For 3 years, it ran in the Greeley Tribune. Since then, it has run in various subsidiaries of the Douglas County News Press. I still have most of my columns in digital format.
For many years, I only gave myself one rule: try to work the word "library" into every piece. My intent was to think in public about just what librarianship means at the end of the 20th century and beginning of the 21st.
There have been many advantages for me. I found that putting library plans out in front of the public, and getting feedback about them, helped me make better decisions. Sometimes, I found that it was very difficult for me to describe those plans or policies -- the kind of thing that makes me realize that they might not be good ideas after all. The weekly discipline of explaining my profession to the public keeps me more mindful, more honest. It also has provided steady visibility for the library and its issues.

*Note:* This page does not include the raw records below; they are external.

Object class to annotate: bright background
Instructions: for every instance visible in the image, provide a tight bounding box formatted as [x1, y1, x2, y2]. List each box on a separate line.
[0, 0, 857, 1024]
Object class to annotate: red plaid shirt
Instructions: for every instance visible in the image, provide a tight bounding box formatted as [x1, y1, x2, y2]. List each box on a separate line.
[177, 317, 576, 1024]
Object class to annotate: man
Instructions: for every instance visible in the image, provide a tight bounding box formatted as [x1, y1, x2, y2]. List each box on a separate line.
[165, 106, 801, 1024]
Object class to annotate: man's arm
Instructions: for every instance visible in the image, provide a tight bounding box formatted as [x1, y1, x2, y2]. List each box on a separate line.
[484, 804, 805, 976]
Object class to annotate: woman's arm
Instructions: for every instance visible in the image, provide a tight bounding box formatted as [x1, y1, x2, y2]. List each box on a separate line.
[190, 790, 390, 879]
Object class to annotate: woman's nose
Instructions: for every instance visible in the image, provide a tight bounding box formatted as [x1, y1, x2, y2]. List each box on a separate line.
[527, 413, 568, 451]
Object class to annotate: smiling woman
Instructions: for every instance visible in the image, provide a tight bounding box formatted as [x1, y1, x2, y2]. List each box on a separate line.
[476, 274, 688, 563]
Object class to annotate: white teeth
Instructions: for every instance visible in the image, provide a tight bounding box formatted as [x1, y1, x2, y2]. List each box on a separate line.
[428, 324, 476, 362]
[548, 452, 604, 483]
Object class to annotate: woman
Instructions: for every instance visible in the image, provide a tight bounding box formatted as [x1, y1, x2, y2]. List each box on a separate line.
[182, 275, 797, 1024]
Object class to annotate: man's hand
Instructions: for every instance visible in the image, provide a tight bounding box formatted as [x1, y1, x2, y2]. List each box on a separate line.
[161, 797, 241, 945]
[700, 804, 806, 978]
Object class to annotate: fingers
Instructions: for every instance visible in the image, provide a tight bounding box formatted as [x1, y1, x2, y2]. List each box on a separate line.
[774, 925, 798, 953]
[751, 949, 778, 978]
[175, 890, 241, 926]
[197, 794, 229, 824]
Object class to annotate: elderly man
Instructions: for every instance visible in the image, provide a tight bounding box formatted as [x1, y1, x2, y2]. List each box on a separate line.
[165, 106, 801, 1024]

December 1, 2005 - Wal-Mart Suffers Blistering Criticism
After college, I sold shoes for awhile. I was good at it, too. I broke some regional sales records, and got offered a manager position.
But I was young and restless, and really didn't want a career in a shopping mall. So I hit the road with a pair of shoes I sold myself.
And those shoes gave me blisters so bad that by the time I got to my uncle's in the Arkansas Ozarks, I could barely walk.
So my aunt took me to a big new store that had just opened up in Fayetteville. I'd never heard of it, but my aunt said the prices were great.
It was called Wal-Mart.
I did indeed find a pair of good, cheap sneakers there. I wore them, very comfortably, the whole time I worked as "mud man" (cement mixer) for my uncle, a stone mason.
For most of my kinfolk, Wal-Mart was a godsend. It offered a lot of things that weren't to be found within an hour's drive. And it was affordable.
Since then, that formula (big selection, convenient and cheap) ensured that Wal-Mart spread swiftly, first throughout the rural south, and then ... everywhere.
The results have been mixed. Wal-Mart is admired by some as the leanest, meanest example around of good, old-fashioned American entrepreneurship, mixed with a savvy grasp of international economics.
And it is detested by others as the destroyer of small town infrastructure, the death knell of locally-owned and economically diversified downtowns, and worse.
Which view is correct? That's an excellent question.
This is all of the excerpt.